United States v. Voigt, 89 F.3d 1050, 1094 (3d Cir. 1996) (citing references omitted). "[C]ourts have consistently held that finger-pointing and blame-shifting among coconspirators do not support a finding of mutually antagonistic defenses." Id. at 1095 (citing Provenzano, 688 F.2d at 198). Indeed, as the Court of Appeals has indicated, "[s]ince Zafiro, claims based on mutually antagonistic defenses have usually been found insufficient to warrant severance without a strong showing that such specific rights were impaired." United States v. Balter, 91 F.3d 427, 433 (3d Cir.), cert. denied, 519 U.S. 1011 (1996). Further, the Balter opinion noted, it was aware of no cases reversing the denial of severance on the ground that one co-defendant might become a "second prosecutor" of another alleged co-conspirator at trial. Id. at 434.
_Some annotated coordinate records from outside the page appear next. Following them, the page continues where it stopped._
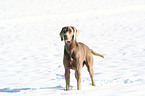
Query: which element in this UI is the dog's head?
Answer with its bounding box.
[60,26,79,42]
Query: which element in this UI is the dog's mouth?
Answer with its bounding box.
[65,40,71,43]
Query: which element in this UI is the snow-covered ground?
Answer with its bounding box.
[0,0,145,96]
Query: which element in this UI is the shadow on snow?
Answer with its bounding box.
[0,85,65,93]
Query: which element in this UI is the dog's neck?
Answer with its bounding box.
[65,40,78,51]
[65,40,78,64]
[65,40,78,54]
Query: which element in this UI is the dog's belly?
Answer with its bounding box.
[69,60,84,70]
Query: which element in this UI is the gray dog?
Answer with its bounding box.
[60,26,104,90]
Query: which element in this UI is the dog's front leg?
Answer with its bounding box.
[65,68,70,91]
[75,69,81,90]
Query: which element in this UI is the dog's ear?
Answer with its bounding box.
[59,29,63,41]
[71,27,79,40]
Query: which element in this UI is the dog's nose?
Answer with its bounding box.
[64,35,67,39]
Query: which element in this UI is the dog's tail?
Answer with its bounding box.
[90,49,104,58]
  Here, defense counsel have not offered mutually antagonistic defenses likely to impair any specific trial right or prevent the jury from making a reliable determination of guilt or innocence. Counsel for Defendant Clinton Van Berry will put forth an innocence defense, arguing that Mrs. Van Berry took advantage of her husband's position as tax collector and perpetrated the robbery without his knowledge. Mrs. Van Berry has not revealed her theory of defense, so one cannot ascertain that there is mutual antagonism between co-defendants requiring severance. Even though Clinton Van Berry's defense "puts [Mrs. Van Berry] in a very unfavorable light," (Def. Br. at 6,) it will not "compromise a specific trial right of one of the defendants, or prevent the jury from making a reliable judgment about guilt or innocence." Zafiro, 506 U.S. at 539. It amounts to nothing more than finger-pointing by one alleged co-conspirator against another. To the extent it is based upon testimony of witnesses, Mrs. Van Berry will have ample opportunity for cross-examination and rebuttal. The presumption of a joint trial for co-conspirators is significantly stronger than any prejudice to Mrs. Van Berry arising from this joint trial with her husband, or vice versa. Such finger-pointing does not warrant severance.
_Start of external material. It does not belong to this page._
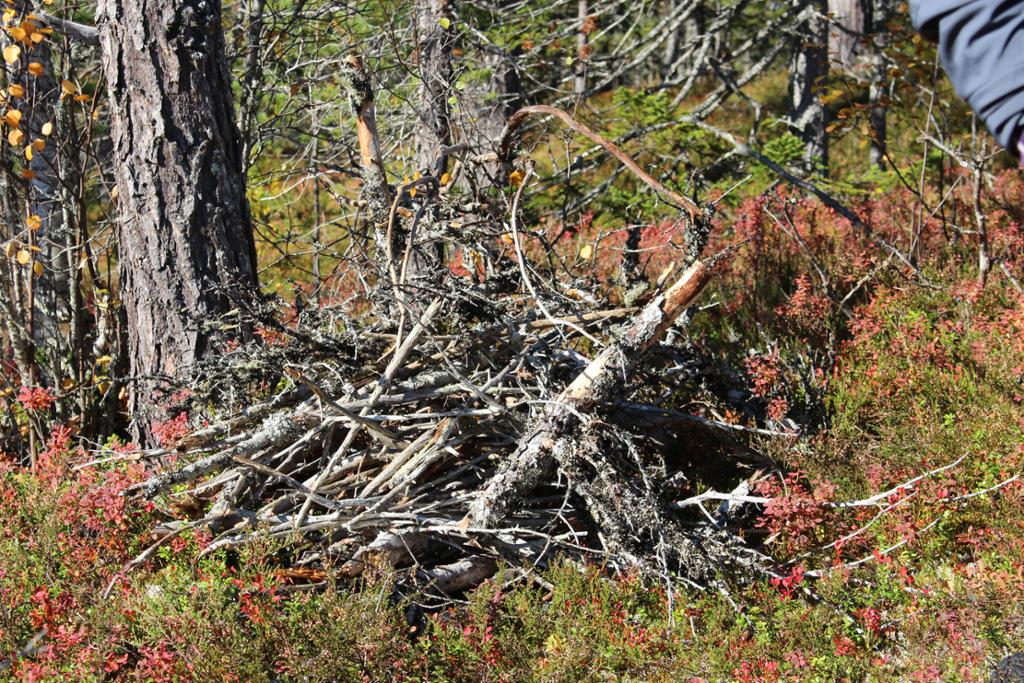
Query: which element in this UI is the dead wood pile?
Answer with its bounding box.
[121,60,767,593]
  For all of the above reasons, Defendants will be tried jointly as to Counts 1 and 2. III. CONCLUSION

  Defendants here have been charged with: (a) conspiracy and attempt to obstruct commerce through robbery (Counts 1 and 2); and (b) bribery and conspiracy to commit bribery concerning a federally funded program (Counts 3 and 4). Because joinder of Counts 1 and 2 with Counts 3 and 4 is improper under Rule 8, the counts will be severed and there will be two separate trials.*fn14 The motions for severance of Defendants on Counts 1 and 2 will be denied. The accompanying Order is entered. ORDER

  This matter is before the Court upon the motion of Defendants to sever Counts 1 and 2 of the Indictment from Counts 3 and 4 pursuant to Rule 8(b); and to sever defendants as to Counts 1 and 2 pursuant to Rule 14; and

  The Court having considered the parties' written submissions in addition to their oral arguments at a hearing on January 10, 2005; and

  For the reasons expressed in the Opinion of today's date;

  IT IS this 18th day of May, 2005 hereby

  ORDERED that the motion by Defendants to sever Counts 1 and 2 from Counts 3 and 4 pursuant to Rule 8(b) is GRANTED; and

  IT IS FURTHER ORDERED that the motion to sever defendants as to Counts 1 and 2 is DENIED; and IT IS FURTHER ORDERED that the first trial remains scheduled to commence on Monday, June 13, 2005; the United States shall, within seven (7) days of today's date, elect and give notice whether the first trial will embrace Counts 1 and 2, or Counts 3 and 4.